Thursday, September 30th, 2010
With country Sint Maarten 2011 budget still pending, additional provisions will have to be made with respect to investing in our own national development as the Dutch Budget for 2011 reveals that subsidy support from Holland will start to decline in 2011 and cease to exist within three years.
The amount budgeted for Curacao and Sint Maarten in 2011 is 73 million Euros. The cooperation funds in the Dutch Government will be reduced in 2011 by 17 million Euros and by 36.4 million in 2012 and will be zero in 2013. Development funds from USONA and AMFO will not be subsidized by the Dutch Government after 2012; no more money for the programme Education and Youth after 2012 and the Netherlands Antilles Safety Plan PVNA will cease at the end of 2012; financial support for the Social Economic Initiative (SEI) will be terminated at the end of 2010.
Holland will provide 10 million Euros per year for Curacao and Sint Maarten starting from October 10 until 2015, in technical assistance/supervision to build up the government apparatus.

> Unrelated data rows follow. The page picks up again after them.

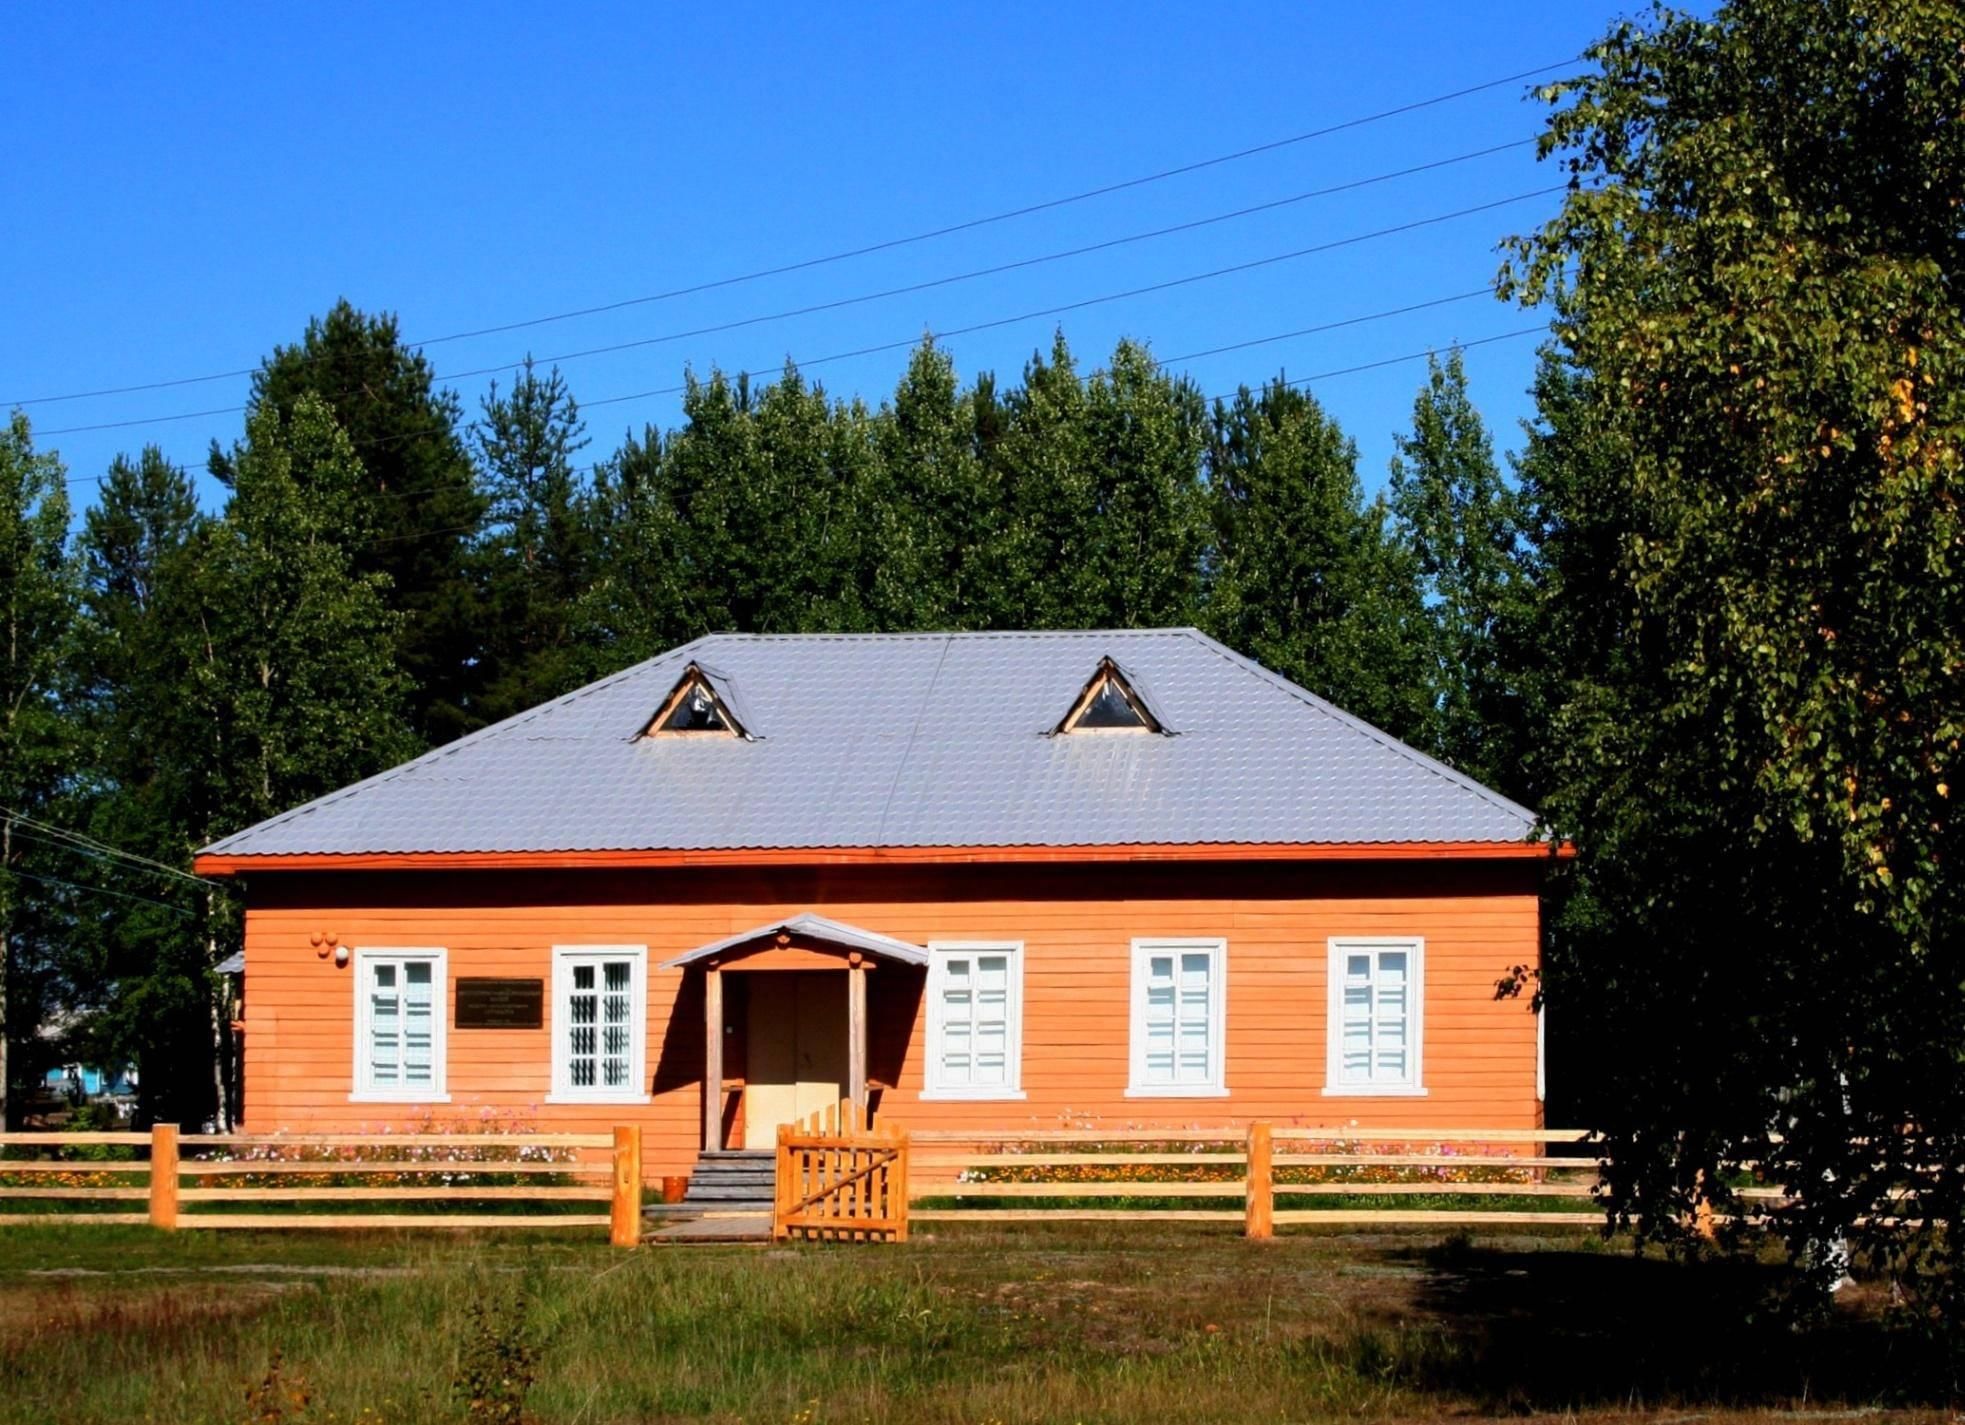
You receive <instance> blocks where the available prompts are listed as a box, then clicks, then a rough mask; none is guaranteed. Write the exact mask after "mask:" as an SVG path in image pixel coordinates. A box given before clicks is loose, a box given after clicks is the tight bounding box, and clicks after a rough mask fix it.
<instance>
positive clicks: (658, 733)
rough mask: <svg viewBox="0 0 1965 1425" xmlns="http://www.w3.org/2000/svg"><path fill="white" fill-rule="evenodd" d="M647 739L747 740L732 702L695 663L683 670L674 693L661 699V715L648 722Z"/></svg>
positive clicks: (740, 723) (744, 733)
mask: <svg viewBox="0 0 1965 1425" xmlns="http://www.w3.org/2000/svg"><path fill="white" fill-rule="evenodd" d="M645 735H646V737H747V735H749V733H745V729H743V725H741V723H739V721H737V717H735V715H733V713H731V710H729V702H727V700H725V698H723V696H721V694H719V692H717V690H715V684H713V682H709V674H705V672H703V670H702V668H700V666H696V664H694V662H692V664H690V666H688V668H684V672H682V680H680V682H678V684H676V688H674V692H670V694H668V698H664V700H662V708H660V712H656V713H654V717H650V719H648V727H646V731H645Z"/></svg>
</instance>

With development assistance going to dwindle in the coming years; as a nation we need to make our own provisions first and foremost from within our own national budget and then look else where for additional assistance. Country Sint Maarten should be able to tap into funds from multilateral institutions and receive assistance from other countries.
As Jamaica’s Prime Minister Bruce Golding recently pointed out at the United Nations (UN) General Assembly, developing countries must help themselves towards sustainable development. “We must recognize that there is a lot that we can and must do for ourselves. Each of us must adopt and pursue with fixity of purpose the appropriate economic and social policies and good governance practices,” Golding said.
Golding added, “…long term development must not be decided by strength alone, but through cooperation. The existing international financial system and multilateral trading arrangements will not enable these imbalances to be redressed. They have not done so up to now and they are unlikely to do so in the future.
“Market forces and competitiveness are indispensable for economic development but the new millennium cannot be defined by the survival of the fittest. We must make it our business to assist the weak to become fit in order to not just survive but prosper,” Golding explained.
Cayman Islands Premier McKeeva Bush told a UN roundtable last week that associate member states, like the British island dependency Cayman Islands, are being excluded from certain development assistance programmes begun as part of the UN’s Mauritius Strategy.
The Mauritius Strategy is an agreement that seeks to promote sustainable development in Small Island Development States (SIDS) aimed at tackling poverty and controlling debt levels. The strategy also is aimed at improving governance and consistency of international financial and trading systems to help smaller island states participate in the decision-making process for those industries.
Premier McKeeva Bush added, “…the Mauritius Strategy for the Caribbean cannot be fully implemented if some islands are excluded on political or constitutional grounds.” “We are just as vulnerable to hurricanes, earthquakes and sea level rise as our neighbours.” Bush added, “We need to move away from relationships based on post-colonial guilt, and trade preferences that has the unintended effect of discouraging diversification and prolonging dependency.” “We need a new relationship between partners, based on mutual interests and shared benefits.”
This is an effort – the inconsistencies of the international financial and trading systems towards SIDS – which we need to take up at the Dutch Kingdom level. As a SIDS ourselves, along with Aruba, and Curacao, we need to bring forth the challenges faced by SIDS and have the Kingdom of the Netherlands play a role in working towards creating a level playing field for all nations.